Note that order of events is sometimes important for the SFS_CODE command line. Please see the SFS_CODE manual at sfscode.sourceforge.net.

build_RHH(alpha=1000.0, N0=5000.0, rho0=0.001, lam0=1e-10, delta=0.01, L0=-1, L1=100000.0, loop_max=10, L_neut=1000.0, theta_neut=0.001, minpop=100, recomb_dir='recombfiles', outdir='sims', TE=2, r_within=True, neg_sel_rate=0.0, alpha_neg=5, additive=1, Lextend=1, mutation=, []dem_event=, []nreps=10, Torg=False, Boyko=False, Lmult=False, lmultnum=50, non_coding=True)

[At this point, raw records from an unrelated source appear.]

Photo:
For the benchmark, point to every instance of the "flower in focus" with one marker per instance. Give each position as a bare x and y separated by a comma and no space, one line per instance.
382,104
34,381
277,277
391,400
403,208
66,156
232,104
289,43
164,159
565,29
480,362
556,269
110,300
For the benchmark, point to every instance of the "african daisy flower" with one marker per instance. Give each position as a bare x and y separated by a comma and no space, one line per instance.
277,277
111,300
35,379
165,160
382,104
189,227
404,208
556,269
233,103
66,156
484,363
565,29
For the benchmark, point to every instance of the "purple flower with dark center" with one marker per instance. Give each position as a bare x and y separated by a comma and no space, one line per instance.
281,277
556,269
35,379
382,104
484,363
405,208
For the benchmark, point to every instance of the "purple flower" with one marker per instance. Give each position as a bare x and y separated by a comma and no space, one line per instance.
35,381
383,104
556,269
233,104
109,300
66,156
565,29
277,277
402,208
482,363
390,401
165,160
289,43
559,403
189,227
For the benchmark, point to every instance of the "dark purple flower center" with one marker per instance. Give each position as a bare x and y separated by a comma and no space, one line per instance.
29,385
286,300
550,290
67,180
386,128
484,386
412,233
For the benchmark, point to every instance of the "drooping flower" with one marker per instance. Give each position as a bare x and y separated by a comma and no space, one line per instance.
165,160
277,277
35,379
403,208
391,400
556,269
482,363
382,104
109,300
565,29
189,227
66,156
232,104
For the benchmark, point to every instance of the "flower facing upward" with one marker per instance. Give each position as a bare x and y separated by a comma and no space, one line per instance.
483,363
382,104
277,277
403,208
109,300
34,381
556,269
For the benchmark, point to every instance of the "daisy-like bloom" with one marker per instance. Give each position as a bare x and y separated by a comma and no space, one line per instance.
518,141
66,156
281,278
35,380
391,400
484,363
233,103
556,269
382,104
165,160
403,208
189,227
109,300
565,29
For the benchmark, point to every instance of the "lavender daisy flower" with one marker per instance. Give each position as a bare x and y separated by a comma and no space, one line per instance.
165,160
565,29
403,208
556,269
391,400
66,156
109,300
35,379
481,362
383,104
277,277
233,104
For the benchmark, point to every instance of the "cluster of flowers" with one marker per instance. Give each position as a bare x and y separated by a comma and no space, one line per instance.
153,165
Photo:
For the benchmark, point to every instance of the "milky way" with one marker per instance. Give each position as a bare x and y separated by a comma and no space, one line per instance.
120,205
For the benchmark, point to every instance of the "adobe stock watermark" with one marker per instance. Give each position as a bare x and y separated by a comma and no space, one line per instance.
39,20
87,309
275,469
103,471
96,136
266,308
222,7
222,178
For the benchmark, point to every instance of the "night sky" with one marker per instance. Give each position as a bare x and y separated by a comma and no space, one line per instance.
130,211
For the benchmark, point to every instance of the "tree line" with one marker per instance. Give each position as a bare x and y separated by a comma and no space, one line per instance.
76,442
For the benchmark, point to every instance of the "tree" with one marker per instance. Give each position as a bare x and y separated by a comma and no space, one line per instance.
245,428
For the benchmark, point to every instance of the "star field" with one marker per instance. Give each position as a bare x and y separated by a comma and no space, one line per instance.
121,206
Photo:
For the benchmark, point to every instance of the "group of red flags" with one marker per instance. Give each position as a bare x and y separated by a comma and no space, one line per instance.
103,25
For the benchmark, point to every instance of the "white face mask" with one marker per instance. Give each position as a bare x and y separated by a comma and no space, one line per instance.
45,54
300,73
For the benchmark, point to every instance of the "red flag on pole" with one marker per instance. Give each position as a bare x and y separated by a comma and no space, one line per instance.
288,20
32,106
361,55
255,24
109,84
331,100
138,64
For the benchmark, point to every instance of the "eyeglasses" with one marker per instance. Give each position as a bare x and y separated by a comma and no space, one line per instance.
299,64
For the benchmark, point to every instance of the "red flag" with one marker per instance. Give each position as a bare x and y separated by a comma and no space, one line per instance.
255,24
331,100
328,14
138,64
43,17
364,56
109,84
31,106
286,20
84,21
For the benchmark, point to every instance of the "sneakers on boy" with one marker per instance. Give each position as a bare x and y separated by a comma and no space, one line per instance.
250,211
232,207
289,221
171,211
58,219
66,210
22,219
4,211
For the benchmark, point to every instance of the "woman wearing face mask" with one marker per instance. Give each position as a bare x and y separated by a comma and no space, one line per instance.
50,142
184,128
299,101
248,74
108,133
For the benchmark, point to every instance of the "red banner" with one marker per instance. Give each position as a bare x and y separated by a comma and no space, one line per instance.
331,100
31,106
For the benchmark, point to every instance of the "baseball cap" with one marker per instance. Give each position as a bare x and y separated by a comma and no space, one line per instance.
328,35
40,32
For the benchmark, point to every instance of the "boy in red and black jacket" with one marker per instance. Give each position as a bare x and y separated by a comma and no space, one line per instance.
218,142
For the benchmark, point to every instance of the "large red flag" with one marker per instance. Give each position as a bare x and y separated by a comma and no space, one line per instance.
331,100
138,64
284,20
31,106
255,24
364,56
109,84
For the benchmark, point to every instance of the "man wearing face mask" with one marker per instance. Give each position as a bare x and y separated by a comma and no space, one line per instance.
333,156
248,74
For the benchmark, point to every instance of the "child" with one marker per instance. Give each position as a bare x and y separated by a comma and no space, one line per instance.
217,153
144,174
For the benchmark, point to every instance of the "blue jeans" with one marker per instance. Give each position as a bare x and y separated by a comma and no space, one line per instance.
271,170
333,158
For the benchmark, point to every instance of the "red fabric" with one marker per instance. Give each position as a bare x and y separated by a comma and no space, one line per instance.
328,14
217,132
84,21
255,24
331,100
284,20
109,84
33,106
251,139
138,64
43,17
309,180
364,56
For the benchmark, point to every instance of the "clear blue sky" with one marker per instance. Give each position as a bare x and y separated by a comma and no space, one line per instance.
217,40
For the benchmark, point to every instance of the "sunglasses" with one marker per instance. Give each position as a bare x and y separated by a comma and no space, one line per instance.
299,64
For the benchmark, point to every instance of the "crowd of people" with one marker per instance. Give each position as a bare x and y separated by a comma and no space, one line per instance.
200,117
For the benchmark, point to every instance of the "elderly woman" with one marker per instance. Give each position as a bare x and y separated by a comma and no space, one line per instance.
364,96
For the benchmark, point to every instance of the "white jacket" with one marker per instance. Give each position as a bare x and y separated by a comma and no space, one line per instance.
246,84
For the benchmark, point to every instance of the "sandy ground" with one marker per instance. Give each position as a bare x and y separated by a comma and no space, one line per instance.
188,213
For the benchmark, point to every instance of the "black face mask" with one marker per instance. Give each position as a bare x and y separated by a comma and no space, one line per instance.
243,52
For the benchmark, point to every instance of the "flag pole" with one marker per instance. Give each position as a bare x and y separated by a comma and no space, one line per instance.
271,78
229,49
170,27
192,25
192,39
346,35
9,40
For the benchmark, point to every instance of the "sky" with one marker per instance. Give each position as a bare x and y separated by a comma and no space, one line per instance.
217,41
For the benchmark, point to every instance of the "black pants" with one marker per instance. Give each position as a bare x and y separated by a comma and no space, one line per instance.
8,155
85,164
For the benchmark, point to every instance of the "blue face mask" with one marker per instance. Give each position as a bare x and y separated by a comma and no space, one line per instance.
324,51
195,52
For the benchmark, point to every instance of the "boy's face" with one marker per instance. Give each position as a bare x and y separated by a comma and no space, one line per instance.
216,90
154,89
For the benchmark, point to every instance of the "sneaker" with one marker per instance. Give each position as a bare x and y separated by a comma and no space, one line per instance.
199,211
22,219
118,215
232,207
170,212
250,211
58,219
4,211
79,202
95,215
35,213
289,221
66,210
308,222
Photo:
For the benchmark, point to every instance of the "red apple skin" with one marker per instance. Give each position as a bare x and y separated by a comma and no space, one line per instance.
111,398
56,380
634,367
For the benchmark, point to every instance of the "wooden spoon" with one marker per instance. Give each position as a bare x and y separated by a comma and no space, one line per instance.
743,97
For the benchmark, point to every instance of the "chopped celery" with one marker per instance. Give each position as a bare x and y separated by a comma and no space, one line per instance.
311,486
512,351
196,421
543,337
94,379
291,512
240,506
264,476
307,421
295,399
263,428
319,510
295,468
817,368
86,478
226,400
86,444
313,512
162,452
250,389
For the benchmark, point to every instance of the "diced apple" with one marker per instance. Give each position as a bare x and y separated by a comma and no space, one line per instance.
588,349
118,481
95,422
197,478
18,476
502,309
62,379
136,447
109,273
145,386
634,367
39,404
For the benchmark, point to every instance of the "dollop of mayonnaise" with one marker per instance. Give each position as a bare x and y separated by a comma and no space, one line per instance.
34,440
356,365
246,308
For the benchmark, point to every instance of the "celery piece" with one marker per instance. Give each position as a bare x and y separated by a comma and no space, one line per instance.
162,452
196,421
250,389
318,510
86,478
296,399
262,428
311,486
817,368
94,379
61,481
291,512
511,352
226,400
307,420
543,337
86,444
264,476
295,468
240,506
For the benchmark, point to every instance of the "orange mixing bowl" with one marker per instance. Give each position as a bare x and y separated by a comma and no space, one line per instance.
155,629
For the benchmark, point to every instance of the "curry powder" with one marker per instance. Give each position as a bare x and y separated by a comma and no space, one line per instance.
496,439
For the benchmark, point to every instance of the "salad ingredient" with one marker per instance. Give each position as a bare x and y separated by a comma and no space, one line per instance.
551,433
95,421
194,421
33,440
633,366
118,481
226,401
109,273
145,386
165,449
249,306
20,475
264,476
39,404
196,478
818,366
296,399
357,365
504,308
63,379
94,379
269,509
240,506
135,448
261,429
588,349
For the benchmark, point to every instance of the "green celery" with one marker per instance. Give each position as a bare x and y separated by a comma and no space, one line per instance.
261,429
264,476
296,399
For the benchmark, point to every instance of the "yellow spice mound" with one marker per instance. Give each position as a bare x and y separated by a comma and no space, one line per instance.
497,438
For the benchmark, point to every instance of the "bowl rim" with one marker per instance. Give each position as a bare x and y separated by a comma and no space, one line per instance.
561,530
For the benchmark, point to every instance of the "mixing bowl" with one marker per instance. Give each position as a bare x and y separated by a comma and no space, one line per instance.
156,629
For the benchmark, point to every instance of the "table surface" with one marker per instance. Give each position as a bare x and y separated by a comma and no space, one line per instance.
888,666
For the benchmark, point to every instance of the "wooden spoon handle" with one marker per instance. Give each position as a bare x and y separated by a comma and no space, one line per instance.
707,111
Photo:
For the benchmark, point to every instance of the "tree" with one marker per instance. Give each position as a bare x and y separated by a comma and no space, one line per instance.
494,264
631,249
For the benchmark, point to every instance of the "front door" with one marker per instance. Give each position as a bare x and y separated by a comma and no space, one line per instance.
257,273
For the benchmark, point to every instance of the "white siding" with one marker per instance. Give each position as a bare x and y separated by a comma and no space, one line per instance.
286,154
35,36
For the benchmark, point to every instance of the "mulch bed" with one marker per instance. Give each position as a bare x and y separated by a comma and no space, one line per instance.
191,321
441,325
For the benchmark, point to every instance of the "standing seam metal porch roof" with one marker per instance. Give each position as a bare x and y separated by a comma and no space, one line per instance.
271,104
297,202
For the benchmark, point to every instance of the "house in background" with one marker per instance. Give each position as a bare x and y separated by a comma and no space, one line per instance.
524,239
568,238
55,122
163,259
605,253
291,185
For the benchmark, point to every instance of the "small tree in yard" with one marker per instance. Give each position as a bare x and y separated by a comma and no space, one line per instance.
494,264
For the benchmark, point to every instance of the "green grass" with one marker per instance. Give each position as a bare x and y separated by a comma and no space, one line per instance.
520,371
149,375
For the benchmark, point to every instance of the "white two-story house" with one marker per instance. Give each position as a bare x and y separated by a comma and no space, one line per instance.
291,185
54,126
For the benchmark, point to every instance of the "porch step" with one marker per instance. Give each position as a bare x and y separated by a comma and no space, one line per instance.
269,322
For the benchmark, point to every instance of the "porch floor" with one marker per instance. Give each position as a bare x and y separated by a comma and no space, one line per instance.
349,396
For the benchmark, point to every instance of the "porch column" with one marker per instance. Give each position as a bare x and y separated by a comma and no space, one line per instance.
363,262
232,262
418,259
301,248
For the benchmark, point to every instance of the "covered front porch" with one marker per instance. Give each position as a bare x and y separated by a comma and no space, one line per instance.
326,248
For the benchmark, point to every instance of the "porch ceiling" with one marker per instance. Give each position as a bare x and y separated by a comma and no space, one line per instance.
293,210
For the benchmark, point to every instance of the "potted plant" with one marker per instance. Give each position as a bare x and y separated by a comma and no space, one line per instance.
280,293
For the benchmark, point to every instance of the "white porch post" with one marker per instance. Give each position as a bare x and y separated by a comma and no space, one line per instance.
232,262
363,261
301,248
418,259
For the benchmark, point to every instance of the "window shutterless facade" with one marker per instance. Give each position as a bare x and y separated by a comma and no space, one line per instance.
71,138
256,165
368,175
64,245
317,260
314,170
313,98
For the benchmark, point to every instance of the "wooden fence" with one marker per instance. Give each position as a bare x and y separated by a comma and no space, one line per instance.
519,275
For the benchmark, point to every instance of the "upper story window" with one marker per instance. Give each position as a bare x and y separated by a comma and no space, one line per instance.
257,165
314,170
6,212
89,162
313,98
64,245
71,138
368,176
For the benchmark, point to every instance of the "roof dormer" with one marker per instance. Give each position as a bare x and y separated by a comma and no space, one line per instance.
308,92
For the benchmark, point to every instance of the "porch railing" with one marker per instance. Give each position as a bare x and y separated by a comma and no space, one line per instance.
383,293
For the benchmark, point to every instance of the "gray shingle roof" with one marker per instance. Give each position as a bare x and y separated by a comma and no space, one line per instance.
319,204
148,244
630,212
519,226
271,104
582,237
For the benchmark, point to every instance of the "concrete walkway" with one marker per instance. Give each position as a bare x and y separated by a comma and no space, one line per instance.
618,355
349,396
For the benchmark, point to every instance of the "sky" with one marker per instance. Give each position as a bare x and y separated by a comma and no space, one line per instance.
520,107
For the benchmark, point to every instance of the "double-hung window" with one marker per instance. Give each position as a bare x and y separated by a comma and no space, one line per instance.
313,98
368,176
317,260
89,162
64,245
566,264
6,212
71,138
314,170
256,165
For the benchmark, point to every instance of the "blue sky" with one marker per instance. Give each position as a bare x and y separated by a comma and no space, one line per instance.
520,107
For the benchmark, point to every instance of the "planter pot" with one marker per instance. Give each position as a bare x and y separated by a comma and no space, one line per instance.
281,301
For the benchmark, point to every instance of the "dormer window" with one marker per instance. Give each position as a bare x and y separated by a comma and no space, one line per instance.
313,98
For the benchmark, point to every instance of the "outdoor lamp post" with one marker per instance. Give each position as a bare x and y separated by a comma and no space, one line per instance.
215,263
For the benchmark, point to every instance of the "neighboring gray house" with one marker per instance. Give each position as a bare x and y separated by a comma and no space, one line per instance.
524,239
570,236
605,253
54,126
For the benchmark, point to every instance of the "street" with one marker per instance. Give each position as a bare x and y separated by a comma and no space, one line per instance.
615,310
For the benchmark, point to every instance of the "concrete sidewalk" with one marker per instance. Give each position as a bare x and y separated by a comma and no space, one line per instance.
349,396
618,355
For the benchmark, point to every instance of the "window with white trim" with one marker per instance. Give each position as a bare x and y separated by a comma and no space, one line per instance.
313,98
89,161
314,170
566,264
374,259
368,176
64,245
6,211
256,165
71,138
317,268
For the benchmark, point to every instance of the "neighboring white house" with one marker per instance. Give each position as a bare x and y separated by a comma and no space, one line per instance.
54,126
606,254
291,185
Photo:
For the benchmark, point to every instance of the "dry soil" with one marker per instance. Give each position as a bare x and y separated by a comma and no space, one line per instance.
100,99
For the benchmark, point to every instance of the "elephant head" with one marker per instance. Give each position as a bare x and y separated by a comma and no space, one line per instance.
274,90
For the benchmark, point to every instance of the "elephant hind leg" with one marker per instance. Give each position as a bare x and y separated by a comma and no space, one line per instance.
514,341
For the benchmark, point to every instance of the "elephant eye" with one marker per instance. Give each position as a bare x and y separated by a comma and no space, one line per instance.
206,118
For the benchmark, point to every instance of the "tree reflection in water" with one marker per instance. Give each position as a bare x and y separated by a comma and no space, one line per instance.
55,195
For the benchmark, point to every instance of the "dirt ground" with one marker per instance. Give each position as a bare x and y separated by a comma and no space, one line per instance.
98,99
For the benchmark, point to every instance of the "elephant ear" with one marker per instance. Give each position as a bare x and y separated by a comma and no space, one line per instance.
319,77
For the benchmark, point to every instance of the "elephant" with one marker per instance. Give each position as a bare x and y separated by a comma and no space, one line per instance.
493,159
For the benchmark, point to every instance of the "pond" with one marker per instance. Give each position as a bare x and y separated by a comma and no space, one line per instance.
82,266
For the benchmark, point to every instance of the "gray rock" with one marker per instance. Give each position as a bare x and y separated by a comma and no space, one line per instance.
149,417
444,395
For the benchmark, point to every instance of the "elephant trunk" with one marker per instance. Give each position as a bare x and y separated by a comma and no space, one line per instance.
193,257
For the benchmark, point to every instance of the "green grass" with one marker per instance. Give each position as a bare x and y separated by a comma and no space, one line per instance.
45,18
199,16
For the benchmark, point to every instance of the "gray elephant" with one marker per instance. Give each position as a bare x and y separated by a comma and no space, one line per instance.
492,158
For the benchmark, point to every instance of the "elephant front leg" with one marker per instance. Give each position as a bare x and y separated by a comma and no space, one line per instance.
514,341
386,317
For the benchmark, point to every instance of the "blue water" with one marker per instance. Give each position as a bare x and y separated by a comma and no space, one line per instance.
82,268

A method to build a recurrent hitchhiking command line using the method of Uricchio & Hernandez (2014, Genetics).

  • Dependencies:

    • scipy
    • mpmath

  • Parameters

    • alpha = 1000

      \alpha = 2Ns, the ancestral population scaled strength of selection. Note that demographic events can change N, and hence they also changle alpha.

    • N0 = 5000

      the ancestral population size

    • rho0 = 0.001

      the population scaled recombination coefficient in the ancestral population.

    • lam0 = 10*-10

      the rate of positive substitutions per generation per site in the population.

    • delta = 0.01

      a single parameter that encapsulates both delta parameters from Uricchio & Hernandez (Genetics, 2014). Smaller values of delta result in dynamics that are a better match for the original population of size N0, but are more computationally expensive. We do not recommend using values of delta greater than 0.1, and ideally should be smaller than 0.05. For more information please see the paper referenced above.

    • L0 = -1

      the length of the flanking sequence on each side of the neutral locus. If L0 is not reset from it’s default value, it is automatically set to L0 = s0/r0, where s0 and r0 are alpha/2N0 and rho/4N0, respectively.

    • theta_neut = 0.001

      the neutral value of theta.

    • TE=2

      the ending time of the simulation in units of 2*N0*self.P[0] generations.

    • r_within=False

      Allows for recombination within the neutral locus.

    • neg_sel_rate

      The proportion of mutations in the flanking sequence which are under negative selection

    • alpha_neg

      The population scaled negative selection coefficient

    • Boyko

      If True, use the distribution of selection coefficients from Boyko et al (PLoS Genetics, 2008)

    • Torg

      If True, use the distribution of selection coefficents from Torgerson et al (PLoS Genetics, 2009)

    • Lmult=False

      If True, split the central (neutral) sequence up into lmultnum equal sized bins.

    • lmultnum=50

      Number of bins to be used when Lmult is True

    • nreps=10

      Number of repetitions of the simulation to perform.

    • dem_event

      Demographic event/s of the users choice. Should be an array storing the exact SFS_CODE command. For example, for a bottleneck you could use [‘-Td’, ‘0’, ‘0.1’], where the bottleneck occurs at time 0 and shrinks the population to 10 percent of its original size. Multiple demographic events can be concatenated

genomic(basedir='/Library/Frameworks/Python.framework/Versions/2.7/lib/python2.7/site-packages/sfscoder/req', indir='/Users/luricchio/projects/cluster_backup/sfs_coder/doc/input_files', datafile='hg19_gencode.v14.gtf.gz', phast_file='hg19_phastCons_mammal.wig.gz', dense_dist=0, begpos=134545415, endpos=138594750, db=-1, chr=2, de=-1, N=2000, mutation=[], sel=True, model='', t=0.001, rho=0.001, nsim=10, nsam=[20], withseq=False, seqfile='')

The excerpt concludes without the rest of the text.